NEW YORK -- The owner of Olive Garden and Red Lobster says it won't bump any full-time workers down to part-time status, after its tests aimed at limiting health care costs resulted in a publicity backlash that took a bite out of sales.

At the same time, Darden Restaurants isn't ruling out relying more heavily on part-timers over the long haul.

The company, based in Orlando, Fla., is set to announce Thursday that none of its current full-time employees will have their status changed as a result of the new regulations. The move will come just two days after the company lowered its profit outlook for the year, citing failed promotions and negative publicity from its tests that used more part-time employees. The tests were aimed at keeping down costs tied to new health care regulations, which will require large companies to provide insurance to full-time workers starting in 2014.

After Darden's tests were reported in October, the company received a flood of feedback from customers through its website, on Facebook and in restaurants, said Bob McAdam, who heads government affairs and community relations for Darden.
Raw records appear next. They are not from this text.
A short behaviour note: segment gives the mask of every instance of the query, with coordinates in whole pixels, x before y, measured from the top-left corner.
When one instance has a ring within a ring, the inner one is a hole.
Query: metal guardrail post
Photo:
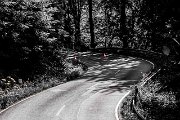
[[[144,79],[144,83],[141,86],[143,86],[149,79],[151,79],[154,75],[156,75],[160,70],[161,69],[157,69],[155,72],[150,73],[149,76],[146,76]],[[137,95],[138,95],[138,88],[137,88],[137,86],[135,86],[135,93],[134,93],[134,97],[132,98],[131,108],[136,113],[136,115],[138,116],[138,118],[140,120],[146,120],[145,117],[143,115],[141,115],[137,110],[137,107],[136,107]]]
[[[140,119],[140,120],[146,120],[145,118],[144,118],[144,116],[143,115],[141,115],[139,112],[138,112],[138,110],[137,110],[137,107],[136,107],[136,102],[137,102],[137,94],[138,94],[138,88],[137,88],[137,86],[135,86],[135,95],[134,95],[134,97],[133,97],[133,99],[132,99],[132,109],[133,109],[133,111],[136,113],[136,115],[138,116],[138,118]]]

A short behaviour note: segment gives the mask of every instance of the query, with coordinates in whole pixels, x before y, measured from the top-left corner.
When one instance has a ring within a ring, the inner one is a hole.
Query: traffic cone
[[[106,54],[105,54],[105,53],[103,54],[103,57],[106,57]]]

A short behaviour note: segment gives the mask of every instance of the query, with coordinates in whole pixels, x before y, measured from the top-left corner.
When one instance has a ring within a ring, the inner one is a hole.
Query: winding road
[[[47,89],[0,113],[0,120],[117,120],[119,100],[152,64],[101,53],[79,56],[89,70],[80,78]]]

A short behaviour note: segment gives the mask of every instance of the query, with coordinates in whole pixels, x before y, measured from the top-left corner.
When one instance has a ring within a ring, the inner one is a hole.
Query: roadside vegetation
[[[123,55],[148,59],[155,72],[160,69],[137,85],[137,107],[147,117],[175,119],[179,9],[178,0],[1,0],[1,108],[83,74],[87,66],[68,59],[69,53],[121,48]]]
[[[158,7],[162,7],[161,9],[164,9],[164,11],[168,10],[171,17],[176,18],[179,15],[177,11],[175,13],[176,15],[174,14],[174,10],[179,9],[175,5],[176,1],[166,2],[168,3],[166,8],[163,4],[159,4]],[[156,2],[144,2],[147,7],[144,9],[146,9],[147,13],[155,12],[158,9],[155,3]],[[149,9],[148,6],[154,7]],[[161,16],[162,13],[160,14],[156,11],[155,15],[159,16],[160,21],[164,20]],[[170,20],[168,14],[165,16]],[[176,23],[177,22],[179,22],[179,19],[176,19]],[[152,23],[157,25],[153,21]],[[179,27],[176,27],[172,27],[171,31],[174,33],[179,31]],[[174,35],[177,36],[177,33]],[[173,37],[171,36],[171,38]],[[165,40],[169,41],[170,39],[167,38]],[[158,41],[159,40],[156,40],[157,43]],[[150,75],[145,75],[145,77],[132,88],[130,94],[122,102],[122,106],[119,108],[119,115],[122,116],[124,120],[177,120],[180,118],[180,47],[178,41],[174,41],[174,43],[176,44],[170,45],[169,43],[169,50],[165,50],[165,47],[162,47],[162,55],[154,57],[146,52],[147,55],[141,57],[152,61],[155,64],[155,68],[151,71]]]
[[[31,74],[27,79],[11,76],[0,80],[0,106],[3,110],[8,106],[48,88],[63,84],[87,71],[88,67],[78,59],[65,59],[63,70],[60,67],[47,67],[43,74]],[[59,70],[60,69],[60,70]],[[20,76],[18,76],[20,77]]]

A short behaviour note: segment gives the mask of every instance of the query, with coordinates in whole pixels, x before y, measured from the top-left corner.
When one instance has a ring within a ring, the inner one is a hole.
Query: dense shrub
[[[47,65],[46,68],[48,70],[46,73],[34,77],[33,80],[25,81],[19,79],[19,83],[14,83],[12,87],[8,87],[5,84],[4,89],[0,88],[0,109],[5,109],[17,101],[47,88],[73,80],[87,71],[87,66],[79,60],[67,60],[63,61],[63,63],[65,69],[64,72],[58,71],[60,69],[59,67],[56,68]],[[5,81],[7,81],[7,79],[5,79]],[[0,85],[2,85],[1,79]]]

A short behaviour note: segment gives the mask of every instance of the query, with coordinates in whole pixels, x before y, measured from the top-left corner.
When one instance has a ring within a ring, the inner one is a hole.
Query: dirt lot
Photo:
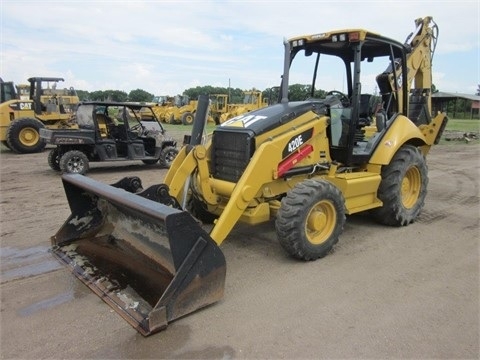
[[[219,303],[143,338],[48,253],[70,214],[47,152],[2,151],[1,357],[476,358],[479,350],[480,145],[439,145],[428,158],[418,221],[390,228],[351,216],[334,252],[288,258],[273,223],[237,226]],[[111,183],[165,170],[92,164]]]

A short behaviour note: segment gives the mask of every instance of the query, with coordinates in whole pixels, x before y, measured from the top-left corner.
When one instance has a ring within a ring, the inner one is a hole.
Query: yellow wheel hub
[[[334,205],[326,200],[318,202],[308,213],[305,234],[308,241],[319,245],[330,237],[337,223]]]
[[[26,127],[20,131],[18,138],[22,145],[33,146],[40,140],[40,134],[34,128]]]
[[[418,201],[422,177],[417,167],[411,167],[405,173],[402,180],[402,203],[407,209],[411,209]]]

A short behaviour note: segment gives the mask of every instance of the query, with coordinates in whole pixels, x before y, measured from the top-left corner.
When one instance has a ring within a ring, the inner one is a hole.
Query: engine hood
[[[330,102],[325,99],[275,104],[236,116],[221,124],[217,129],[220,131],[248,129],[249,132],[253,132],[257,136],[286,124],[308,111],[313,111],[318,115],[325,115],[330,105]]]

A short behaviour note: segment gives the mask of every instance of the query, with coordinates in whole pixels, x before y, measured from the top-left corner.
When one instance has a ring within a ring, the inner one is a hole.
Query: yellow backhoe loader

Additionally, he said that internal surveys showed both employee and customer satisfaction declined at restaurants where the tests were in place.

"What that taught us is that our restaurants perform better when we have full-time hourly employees involved," he said.

McAdam declined to give specifics on the internal surveys but said the decline was "enough to make a decision." Beyond the first year of the regulation, however, the company said it still needs to see how costs and other factors play out to determine what its workforce will look like in following years.

For now, about 75 percent of the company's 185,000 employees are part-timers. The exact mix in the future "will depend on how the business goes," McAdam said.

Under the new health care law, companies with 50 or more workers could be hit with fines if they do not provide basic coverage for full-time workers and their dependents. Starting Jan. 1, those penalties and requirements could significantly boost labor costs for some companies, particularly in low-wage industries such as retail and hospitality where most jobs don't come with health benefits.

Darden is far from alone in considering changes to its workforce as a result. CKE Restaurants, which owns Carl's Jr. and Hardee's fast-food chains, has said it plans to employ more part-time workers. McDonald's, the world's biggest hamburger chain, has also noted that it was reviewing factors that impact its health care costs, including its number of full-time employees.

And earlier this month, Papa John's CEO John Schnatter wrote a column in the Louisville Courier-Journal after making comments that suggested business owners could find "loopholes" to get around the requirements, such as cutting hours. Following negative feedback, Schnatter's column clarified that it was a move he believed franchise owners and other small businesses would make, rather than the Papa John's as a company.